“Let them all come!” cried Ambroise, in a jocular way. “Let’s have the family complete, a real meeting of the great privy council. You see, mamma, you must get well at once; the whole of your court is at your knees, and unanimously decides that it can no longer allow you to have even a headache.”
Then, as Benjamin put in an appearance the very last, behind the three sisters, the laughter broke out afresh.
“And to think that we were forgetting Benjamin!” Mathieu exclaimed.
“Come, little one, come and kiss me in your turn,” said Marianne affectionately, in a low voice. “The others jest because you are the last of the brood. But if I spoil you that only concerns ourselves, does it not? Tell them that you spent the morning with me, and that if you went out for a walk it was because I wished you to do so.”
Benjamin smiled with a gentle and rather sad expression. “But I was downstairs, mamma; I saw them go up one after the other. I waited for them all to kiss, before coming up in my turn.”

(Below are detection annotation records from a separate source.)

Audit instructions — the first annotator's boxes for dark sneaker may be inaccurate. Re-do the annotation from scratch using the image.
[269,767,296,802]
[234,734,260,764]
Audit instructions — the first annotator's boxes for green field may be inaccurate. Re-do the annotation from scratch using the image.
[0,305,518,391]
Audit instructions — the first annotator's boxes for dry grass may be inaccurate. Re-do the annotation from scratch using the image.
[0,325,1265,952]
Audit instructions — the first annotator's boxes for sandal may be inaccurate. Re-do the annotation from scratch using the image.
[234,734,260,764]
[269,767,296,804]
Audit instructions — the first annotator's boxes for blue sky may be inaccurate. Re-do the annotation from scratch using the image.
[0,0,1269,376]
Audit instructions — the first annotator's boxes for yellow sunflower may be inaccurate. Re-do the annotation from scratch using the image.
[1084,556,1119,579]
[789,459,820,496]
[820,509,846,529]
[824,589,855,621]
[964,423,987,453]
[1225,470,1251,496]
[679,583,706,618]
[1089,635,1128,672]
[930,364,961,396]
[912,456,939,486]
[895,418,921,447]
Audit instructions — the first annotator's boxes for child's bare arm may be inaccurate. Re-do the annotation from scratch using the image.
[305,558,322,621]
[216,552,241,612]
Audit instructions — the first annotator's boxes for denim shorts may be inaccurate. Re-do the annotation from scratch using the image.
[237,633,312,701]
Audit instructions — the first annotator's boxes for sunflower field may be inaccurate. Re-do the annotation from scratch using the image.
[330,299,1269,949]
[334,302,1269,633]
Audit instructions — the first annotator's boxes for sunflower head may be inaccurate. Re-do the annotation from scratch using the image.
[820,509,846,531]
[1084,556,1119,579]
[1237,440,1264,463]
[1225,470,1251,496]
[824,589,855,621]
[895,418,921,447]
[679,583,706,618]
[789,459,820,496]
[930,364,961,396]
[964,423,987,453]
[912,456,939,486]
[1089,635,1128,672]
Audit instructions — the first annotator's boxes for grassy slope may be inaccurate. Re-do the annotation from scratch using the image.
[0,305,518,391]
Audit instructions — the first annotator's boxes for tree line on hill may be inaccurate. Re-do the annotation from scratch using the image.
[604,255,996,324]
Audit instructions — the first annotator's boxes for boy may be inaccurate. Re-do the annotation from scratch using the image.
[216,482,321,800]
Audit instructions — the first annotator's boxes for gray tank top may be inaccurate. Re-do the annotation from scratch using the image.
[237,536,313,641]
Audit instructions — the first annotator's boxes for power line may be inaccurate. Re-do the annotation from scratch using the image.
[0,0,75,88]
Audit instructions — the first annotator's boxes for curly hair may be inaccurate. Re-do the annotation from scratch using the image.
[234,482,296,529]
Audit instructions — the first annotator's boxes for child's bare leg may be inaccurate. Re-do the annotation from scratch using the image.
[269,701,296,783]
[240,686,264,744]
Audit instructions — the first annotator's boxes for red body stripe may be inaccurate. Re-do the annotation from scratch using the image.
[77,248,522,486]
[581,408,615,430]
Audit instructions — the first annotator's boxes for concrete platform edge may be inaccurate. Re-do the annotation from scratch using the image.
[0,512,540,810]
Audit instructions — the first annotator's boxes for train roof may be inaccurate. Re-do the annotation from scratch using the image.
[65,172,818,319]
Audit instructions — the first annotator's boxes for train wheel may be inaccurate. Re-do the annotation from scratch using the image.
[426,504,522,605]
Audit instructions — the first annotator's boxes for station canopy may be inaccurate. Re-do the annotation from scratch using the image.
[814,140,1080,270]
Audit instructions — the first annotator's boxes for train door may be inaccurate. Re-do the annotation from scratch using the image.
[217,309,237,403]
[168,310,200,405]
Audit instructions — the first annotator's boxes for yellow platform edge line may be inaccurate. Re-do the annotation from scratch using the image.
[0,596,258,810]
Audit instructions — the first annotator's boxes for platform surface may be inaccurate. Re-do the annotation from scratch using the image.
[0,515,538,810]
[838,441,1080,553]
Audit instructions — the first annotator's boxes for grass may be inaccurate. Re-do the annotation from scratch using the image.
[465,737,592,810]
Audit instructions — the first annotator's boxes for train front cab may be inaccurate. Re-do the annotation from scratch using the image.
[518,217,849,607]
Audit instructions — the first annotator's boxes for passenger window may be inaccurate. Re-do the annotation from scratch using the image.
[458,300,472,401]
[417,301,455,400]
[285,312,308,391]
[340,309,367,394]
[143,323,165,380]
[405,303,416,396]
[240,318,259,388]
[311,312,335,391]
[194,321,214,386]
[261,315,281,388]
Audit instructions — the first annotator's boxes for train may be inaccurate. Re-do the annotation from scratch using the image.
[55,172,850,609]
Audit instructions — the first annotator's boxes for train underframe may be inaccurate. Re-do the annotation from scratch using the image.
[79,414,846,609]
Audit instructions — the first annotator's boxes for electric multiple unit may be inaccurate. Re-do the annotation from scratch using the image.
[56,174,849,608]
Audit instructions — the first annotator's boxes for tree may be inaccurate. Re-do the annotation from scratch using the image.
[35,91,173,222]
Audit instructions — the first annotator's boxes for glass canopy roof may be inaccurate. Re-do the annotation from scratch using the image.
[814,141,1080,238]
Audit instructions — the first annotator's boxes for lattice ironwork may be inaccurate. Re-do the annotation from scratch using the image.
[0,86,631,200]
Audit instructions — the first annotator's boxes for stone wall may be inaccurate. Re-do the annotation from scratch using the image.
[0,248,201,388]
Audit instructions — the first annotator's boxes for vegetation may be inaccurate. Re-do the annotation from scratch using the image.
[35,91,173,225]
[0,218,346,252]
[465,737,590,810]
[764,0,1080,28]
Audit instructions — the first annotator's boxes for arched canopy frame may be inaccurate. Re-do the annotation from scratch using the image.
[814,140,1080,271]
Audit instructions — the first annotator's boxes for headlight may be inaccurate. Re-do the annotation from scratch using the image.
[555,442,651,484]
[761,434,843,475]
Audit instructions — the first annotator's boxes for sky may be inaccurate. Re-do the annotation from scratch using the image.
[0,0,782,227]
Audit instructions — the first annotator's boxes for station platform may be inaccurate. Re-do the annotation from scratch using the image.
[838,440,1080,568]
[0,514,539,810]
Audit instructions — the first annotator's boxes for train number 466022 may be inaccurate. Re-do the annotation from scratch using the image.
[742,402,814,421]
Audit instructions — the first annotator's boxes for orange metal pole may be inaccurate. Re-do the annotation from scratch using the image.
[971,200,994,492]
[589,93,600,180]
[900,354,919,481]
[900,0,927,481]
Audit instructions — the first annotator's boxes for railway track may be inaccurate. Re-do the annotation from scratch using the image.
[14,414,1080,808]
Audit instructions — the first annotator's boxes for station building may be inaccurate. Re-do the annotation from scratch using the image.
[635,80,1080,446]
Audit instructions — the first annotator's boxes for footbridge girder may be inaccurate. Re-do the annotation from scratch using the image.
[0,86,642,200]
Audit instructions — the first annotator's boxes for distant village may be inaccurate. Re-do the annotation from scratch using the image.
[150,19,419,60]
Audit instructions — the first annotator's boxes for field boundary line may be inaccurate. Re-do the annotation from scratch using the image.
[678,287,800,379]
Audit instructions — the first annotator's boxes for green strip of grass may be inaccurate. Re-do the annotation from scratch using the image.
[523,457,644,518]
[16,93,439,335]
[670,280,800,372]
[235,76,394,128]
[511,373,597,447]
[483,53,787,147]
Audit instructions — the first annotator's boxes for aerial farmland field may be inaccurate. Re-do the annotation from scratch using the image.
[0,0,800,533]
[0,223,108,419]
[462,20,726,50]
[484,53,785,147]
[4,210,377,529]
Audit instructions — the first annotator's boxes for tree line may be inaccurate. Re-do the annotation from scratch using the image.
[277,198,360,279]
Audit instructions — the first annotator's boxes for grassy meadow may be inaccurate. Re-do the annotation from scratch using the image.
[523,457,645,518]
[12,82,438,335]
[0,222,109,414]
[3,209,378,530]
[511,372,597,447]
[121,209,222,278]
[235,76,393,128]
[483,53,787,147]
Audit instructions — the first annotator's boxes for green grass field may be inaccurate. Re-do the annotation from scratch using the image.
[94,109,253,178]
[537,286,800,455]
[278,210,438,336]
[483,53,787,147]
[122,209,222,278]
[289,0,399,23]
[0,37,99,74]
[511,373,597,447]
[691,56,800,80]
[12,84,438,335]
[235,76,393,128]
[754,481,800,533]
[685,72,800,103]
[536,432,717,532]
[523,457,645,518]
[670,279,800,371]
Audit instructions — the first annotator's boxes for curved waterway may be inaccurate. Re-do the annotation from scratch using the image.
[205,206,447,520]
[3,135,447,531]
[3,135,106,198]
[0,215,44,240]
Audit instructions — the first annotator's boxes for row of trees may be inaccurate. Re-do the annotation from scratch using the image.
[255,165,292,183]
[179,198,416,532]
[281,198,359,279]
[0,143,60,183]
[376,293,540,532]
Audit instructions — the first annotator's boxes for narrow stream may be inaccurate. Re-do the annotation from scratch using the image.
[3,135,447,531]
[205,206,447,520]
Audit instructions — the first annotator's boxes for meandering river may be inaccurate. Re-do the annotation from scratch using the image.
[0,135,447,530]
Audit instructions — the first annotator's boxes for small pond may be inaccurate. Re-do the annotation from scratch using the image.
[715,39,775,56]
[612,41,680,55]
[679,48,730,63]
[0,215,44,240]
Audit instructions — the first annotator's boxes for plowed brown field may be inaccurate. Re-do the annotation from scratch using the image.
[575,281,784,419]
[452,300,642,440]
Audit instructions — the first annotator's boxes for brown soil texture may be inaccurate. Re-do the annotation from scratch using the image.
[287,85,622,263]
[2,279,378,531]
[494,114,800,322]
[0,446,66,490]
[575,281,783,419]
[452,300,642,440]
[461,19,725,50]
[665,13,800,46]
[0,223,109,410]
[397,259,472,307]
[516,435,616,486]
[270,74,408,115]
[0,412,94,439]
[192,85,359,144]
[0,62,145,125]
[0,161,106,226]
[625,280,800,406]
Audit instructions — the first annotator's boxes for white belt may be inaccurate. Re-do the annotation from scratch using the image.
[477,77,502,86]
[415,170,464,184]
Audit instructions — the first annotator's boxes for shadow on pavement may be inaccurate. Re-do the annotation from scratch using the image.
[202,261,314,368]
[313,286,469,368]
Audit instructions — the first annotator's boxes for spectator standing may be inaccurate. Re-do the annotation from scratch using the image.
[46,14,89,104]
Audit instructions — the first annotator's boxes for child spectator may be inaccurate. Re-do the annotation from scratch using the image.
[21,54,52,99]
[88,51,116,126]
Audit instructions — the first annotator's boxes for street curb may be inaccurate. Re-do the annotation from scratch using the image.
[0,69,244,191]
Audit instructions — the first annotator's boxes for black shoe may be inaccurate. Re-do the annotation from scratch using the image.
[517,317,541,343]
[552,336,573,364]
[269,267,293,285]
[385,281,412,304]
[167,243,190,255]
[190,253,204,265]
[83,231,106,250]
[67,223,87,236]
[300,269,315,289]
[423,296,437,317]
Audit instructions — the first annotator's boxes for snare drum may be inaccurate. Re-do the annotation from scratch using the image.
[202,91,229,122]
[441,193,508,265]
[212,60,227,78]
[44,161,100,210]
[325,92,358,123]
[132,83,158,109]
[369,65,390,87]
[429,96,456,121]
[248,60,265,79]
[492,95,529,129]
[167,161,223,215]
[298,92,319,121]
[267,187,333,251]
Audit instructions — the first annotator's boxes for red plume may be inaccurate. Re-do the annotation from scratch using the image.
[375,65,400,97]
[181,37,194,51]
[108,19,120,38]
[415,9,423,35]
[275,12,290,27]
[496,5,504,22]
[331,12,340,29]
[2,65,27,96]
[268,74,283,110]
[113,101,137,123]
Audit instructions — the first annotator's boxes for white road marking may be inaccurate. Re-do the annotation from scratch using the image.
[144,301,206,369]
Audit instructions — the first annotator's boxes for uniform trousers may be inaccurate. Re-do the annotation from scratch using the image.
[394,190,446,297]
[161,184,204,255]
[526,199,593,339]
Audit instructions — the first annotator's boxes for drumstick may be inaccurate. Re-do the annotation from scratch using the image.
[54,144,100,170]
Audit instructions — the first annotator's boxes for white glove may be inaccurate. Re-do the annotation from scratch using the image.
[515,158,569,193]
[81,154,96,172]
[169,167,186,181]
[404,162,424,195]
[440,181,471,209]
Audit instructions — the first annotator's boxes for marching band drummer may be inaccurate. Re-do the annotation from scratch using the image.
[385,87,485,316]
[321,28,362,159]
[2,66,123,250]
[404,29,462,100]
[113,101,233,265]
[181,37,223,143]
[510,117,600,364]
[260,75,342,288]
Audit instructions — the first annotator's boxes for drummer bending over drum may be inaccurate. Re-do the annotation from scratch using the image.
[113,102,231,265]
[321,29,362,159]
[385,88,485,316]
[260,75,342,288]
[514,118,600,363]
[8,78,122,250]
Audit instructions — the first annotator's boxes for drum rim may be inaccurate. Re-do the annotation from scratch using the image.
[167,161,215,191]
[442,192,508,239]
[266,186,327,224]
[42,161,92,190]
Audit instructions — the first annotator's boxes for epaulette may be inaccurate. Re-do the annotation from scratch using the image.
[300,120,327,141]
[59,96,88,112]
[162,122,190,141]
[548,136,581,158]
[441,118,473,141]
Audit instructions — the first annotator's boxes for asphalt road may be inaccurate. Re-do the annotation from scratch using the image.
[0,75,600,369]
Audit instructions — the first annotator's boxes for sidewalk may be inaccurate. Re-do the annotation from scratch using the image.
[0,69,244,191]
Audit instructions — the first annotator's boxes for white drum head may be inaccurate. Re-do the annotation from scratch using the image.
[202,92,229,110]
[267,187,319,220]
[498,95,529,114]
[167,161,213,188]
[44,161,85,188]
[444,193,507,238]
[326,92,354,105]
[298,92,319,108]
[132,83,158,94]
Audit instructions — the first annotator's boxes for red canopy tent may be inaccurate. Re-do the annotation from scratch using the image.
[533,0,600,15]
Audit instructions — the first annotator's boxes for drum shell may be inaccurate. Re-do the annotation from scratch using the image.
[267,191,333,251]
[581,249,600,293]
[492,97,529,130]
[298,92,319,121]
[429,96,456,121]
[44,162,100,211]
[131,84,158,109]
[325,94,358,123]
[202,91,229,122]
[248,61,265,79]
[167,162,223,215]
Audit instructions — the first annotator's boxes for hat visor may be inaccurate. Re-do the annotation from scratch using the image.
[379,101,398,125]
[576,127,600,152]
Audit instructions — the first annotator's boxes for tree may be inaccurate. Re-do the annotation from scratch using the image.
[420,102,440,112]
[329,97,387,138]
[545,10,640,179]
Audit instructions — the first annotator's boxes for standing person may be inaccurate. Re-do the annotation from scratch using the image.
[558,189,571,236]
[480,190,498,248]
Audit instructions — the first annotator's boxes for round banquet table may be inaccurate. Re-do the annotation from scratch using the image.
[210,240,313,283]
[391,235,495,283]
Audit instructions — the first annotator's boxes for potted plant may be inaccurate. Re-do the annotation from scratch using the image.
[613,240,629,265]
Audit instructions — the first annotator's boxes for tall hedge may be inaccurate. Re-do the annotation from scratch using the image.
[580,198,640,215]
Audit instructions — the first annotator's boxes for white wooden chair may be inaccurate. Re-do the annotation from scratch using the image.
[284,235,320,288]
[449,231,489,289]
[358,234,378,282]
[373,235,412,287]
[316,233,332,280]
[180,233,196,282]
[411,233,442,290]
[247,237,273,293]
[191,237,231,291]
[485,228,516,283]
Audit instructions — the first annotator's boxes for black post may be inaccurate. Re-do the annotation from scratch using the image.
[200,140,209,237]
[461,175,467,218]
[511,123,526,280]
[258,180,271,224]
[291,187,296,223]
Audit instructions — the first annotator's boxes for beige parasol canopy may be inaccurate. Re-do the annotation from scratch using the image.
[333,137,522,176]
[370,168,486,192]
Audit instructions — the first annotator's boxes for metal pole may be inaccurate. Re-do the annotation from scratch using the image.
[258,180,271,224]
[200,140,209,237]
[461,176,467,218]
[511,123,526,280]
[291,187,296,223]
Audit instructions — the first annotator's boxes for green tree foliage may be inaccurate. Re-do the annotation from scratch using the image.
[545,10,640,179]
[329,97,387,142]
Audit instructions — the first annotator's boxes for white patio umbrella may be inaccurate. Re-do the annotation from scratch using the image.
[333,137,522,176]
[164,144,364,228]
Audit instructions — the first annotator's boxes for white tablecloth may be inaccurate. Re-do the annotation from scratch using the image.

He was already one-and-twenty and extremely handsome, with a bright face, large brown eyes, long curly hair, and a frizzy, downy beard. Though he had never been ill, his mother would have it that he was weak, and insisted on coddling him. All of them, moreover, were very fond of him, both for his grace of person and the gentle charm of his disposition. He had grown up in a kind of dream, full of a desire which he could not put into words, ever seeking the unknown, something which he knew not, did not possess. And when his parents saw that he had no taste for any profession, and that even the idea of marrying did not appeal to him, they evinced no anger, but, on the contrary, they secretly plotted to keep this son, their last-born, life’s final gift, to themselves. Had they not surrendered all the others? Would they not be forgiven for yielding to the egotism of love by reserving one for themselves, one who would be theirs entirely, who would never marry, or toil and moil, but would merely live beside them and love them, and be loved in return? This was the dream of their old age, the share which, in return for long fruitfulness, they would have liked to snatch from devouring life, which, though it gives one everything, yet takes everything away.
“Oh! just listen, Benjamin,” Ambroise suddenly resumed, “you are interested in our brave Nicolas, I know. Would you like to have some news of him? I heard from him only the day before yesterday. And it’s right that I should speak of him, since he’s the only one of the brood, as mamma puts it, who cannot be here.”
Benjamin at once became quite excited, asking, “Is it true? Has he written to you? What does he say? What is he doing?”
He could never think without emotion of Nicolas’s departure for Senegal. He was twelve years old at that time, and nearly nine years had gone by since then, yet the scene, with that eternal farewell, that flight, as it were, into the infinite of time and hope, was ever present in his mind.